Not Implemented Here

To the final concern I raised about integrating with web application access controls; I didn't do that at all here! I don't have a minimal representative sample to plug into this example. What I'm imagining though should, I think, slot cleanly into everything up to this point. If the web application required a user login then you could invoke the RPC call based on some attribute of the user object rather than from a form field. This could obviously further limit the range of potential inputs and is another logical place for validation. Similarly, validation at the RPC server could verify that the requested service exists before commanding a restart.

Thoughts

Is this a weird, niche architecture that presents some horrible flaw in the long term? I don't know! If I look at how this works and compare it to more "modern" software designs it doesn't seem to have any more problems. The real argument in favor of this from my perspective is how low the overhead is to accomplishing it. In this example I've developed the web application and RPC server on two distinct machines sharing a private network (the 10.0.0.0/8 address space). Partly I did this to test my thinking but it is a cinch to move the pieces around the network without big changes. If the RPC server were moved to share a host with the web application all that would change would be the RPC_SERVER environment variable. It seems like there is an easy path forward if I were to use a name-based scheme like DNS or even just HAProxy with path or subdomain based routing.

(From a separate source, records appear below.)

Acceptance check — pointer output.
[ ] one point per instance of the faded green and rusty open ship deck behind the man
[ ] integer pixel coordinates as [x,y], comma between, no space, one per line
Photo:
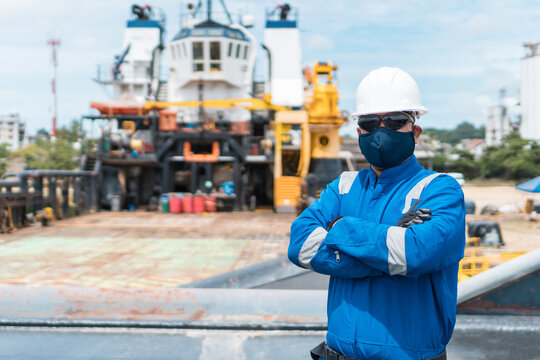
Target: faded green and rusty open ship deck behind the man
[75,252]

I think there is some more work that could be done to scrub or validate RPC request inputs but reading the documentation it doesn't sound very onerous. Additionally the xmlrpc library has some level of support on the client for HTTP basic authentication. I think it wouldn't be too much trouble to extend the SimpleXMLRPCRequestHandler to support basic auth as a way to further limit access to the RPC server. Configuring the secrets on both the client and server sound like the exact case for LoadCredential which is built into systemd services.

Rummaging around in the Python standard libary and trying to leverage the capabilities of a modern Linux operating system continues to impress me. I think there is an argument to be made that I am basically building my own version of all sorts of other tools provided by the frameworks of the moment but to that I say "so what". I like discovering the motivations for some of the architectures of today and I think the best way to do that is to try inventing things on my own. It also leaves me feeling much more comfortable with the idea that I could work my way out of the kinds of situations that I'm more likely to face day-to-day, untangling some mess of legacy architecture bolted onto a Kubernetes deployment.

A few neat things about this return value: SimpleXMLRPCServer deals in basic types which includes dictionaries. dataclasses have a __dict__ method that produces their attributes so the dataclass ends up serialized directly into the RPC response. Bottle automatically detects when a dictionary is returned from a request and produces a JSON response type.